In plain terms: the function first peeks at just the image's header (a small chunk at the start that describes its width and height) to reject anything absurdly large, while simultaneously saving a copy of those header bytes; then it glues that saved copy back onto the front of the stream so the real decoder can read the file from the very beginning, as if nothing had been peeked at all. Three io helpers work together here:

Helper Role
io.TeeReader(r, &header) Reads from r; every byte also goes into header
bytes.Buffer (header) Captures the bytes DecodeConfig consumed
io.MultiReader(&header, r) Presents the captured header, then the remaining stream, as one Reader

The result: image.DecodeConfig gets the header; the full image.Decode sees the complete stream from the beginning, with no seeking and no extra allocation of the full body.
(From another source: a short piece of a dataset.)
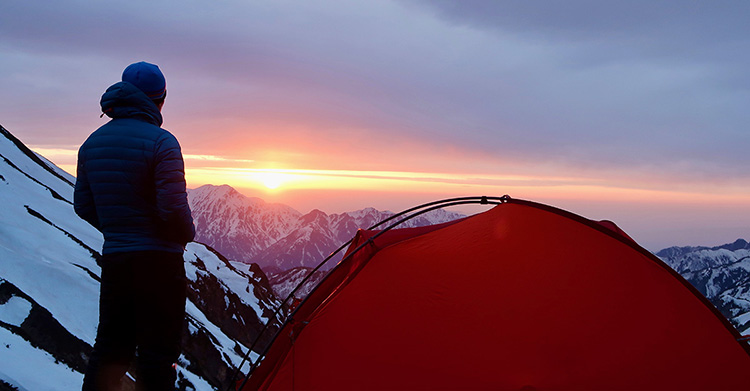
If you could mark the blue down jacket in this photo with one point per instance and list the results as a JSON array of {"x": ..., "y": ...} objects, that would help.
[{"x": 131, "y": 178}]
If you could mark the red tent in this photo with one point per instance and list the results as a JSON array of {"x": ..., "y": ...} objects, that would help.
[{"x": 521, "y": 297}]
When to use streaming vs. all-in-memory

Situation Prefer
Small, known-size input (< a few MB) []byte all-in-memory — simpler code
Large or variable-size input io.Reader streaming — constant memory
Must check limits before allocating io.LimitReader or header-peek pattern
Output destination varies (file, network, buffer) io.Writer — caller picks the destination
Processing each JSON item independently UnmarshalArrayParallel with MaxArrayItems cap

Try it

Run the miniz streaming round-trip test to see CompressStream / DecompressStream in action:

cd miniz-go && go test -v -run TestStream

Expected outcome: the test compresses a known string, decompresses it back through DecompressStream, and asserts the result equals the original. You should see PASS with no allocation complaints. If you want to confirm the limit fires, also run:

go test -v -run TestDecompress

which exercises DecompressData with readAllLimited and checks that oversized output is rejected.

Compose for free

Because all of these functions speak io.Reader/io.Writer, you can stack them at the call site without touching library code:

// Read from an HTTP response, cap at 8 MiB, decompress on the fly,
// write into a file — no intermediate allocation.
limited := io.LimitReader(resp.Body, 8<<20)
if err := minizgo.DecompressStream(outFile, limited); err != nil {
    log.Fatal(err)
}

Key takeaways

  • io.Reader and io.Writer are the universal language of byte streams in Go; any concrete source or sink can satisfy them with one method each.
  • bytes.NewReader and bytes.Buffer bridge the []byte world to the streaming world — they appear in almost every file in this repo.
  • io.Copy moves data in fixed-size chunks; it never loads the full stream into memory and is the right default for large transfers.
  • io.LimitReader is a one-line safety check at the trust boundary; wrap any untrusted reader with it before passing it downstream — UnmarshalStream in cjson-go/cjson.go explicitly documents this requirement.
  • When you need to peek at a stream header without consuming it, combine io.TeeReader (to capture bytes as they're read) with io.MultiReader (to replay them) — the pattern used by LoadStream in stb-image-go/stb_image.go.